Matthäus, Basler, Effenberg: Mehr Theater als beim FC Hollywood war im Fußball nie. Wie ist das heute? Wie hat sich die Branche verändert? Und was macht einen Typen eigentlich aus?16.01.2025 | 16:02 min
"Basler war der Partyboy, Scholl der Sunnyboy, Effenberg war der Bad Boy". So beschreibt Bolzplatz-Moderatorin Lili Engels den FC Bayern München in den 90er-Jahren. Dazu noch die konkurrierenden Ego-Shooter Jürgen Klinsmann und Lothar Matthäus und fertig war der FC Hollywood.
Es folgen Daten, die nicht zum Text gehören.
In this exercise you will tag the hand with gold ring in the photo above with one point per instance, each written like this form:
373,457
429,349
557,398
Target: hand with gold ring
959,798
Einzigartiges Star-Ensemble der Bayern
"Ich bin halt, wie ich bin", strotzt Mario Basler auch heute in der neuen Bolzplatz-Folge immer noch vor Selbstbewusstsein. Und tatsächlich war der Fußballprofi Basler in der Bundesliga-Geschichte wohl genauso einzigartig wie das damalige Star-Ensemble der Münchner.
Heute seien bei öffentlichen Äußerungen von Fußballern vor allem Vorsicht und Kontrolle allgegenwärtig, sagt Moderatorin Engels. Genauso wie die Klagen, dass es genau an eben diesen Typen wie Basler heute fehle.
Privat-Sender bringen Boulevard zum Fußball
Dass sich Basler, Effenberg und Co. in den 90er Jahren so frei entfalten konnten, lag auch an einer sich rasant verändernden Medienlandschaft. Die damals noch jungen Privatsender wie RTL und SAT 1 brachten den Boulevard in den Fußball. Mehr Geschichten abseits des Platzes, mehr Skandale statt ausschließlich sachlicher Spielberichte.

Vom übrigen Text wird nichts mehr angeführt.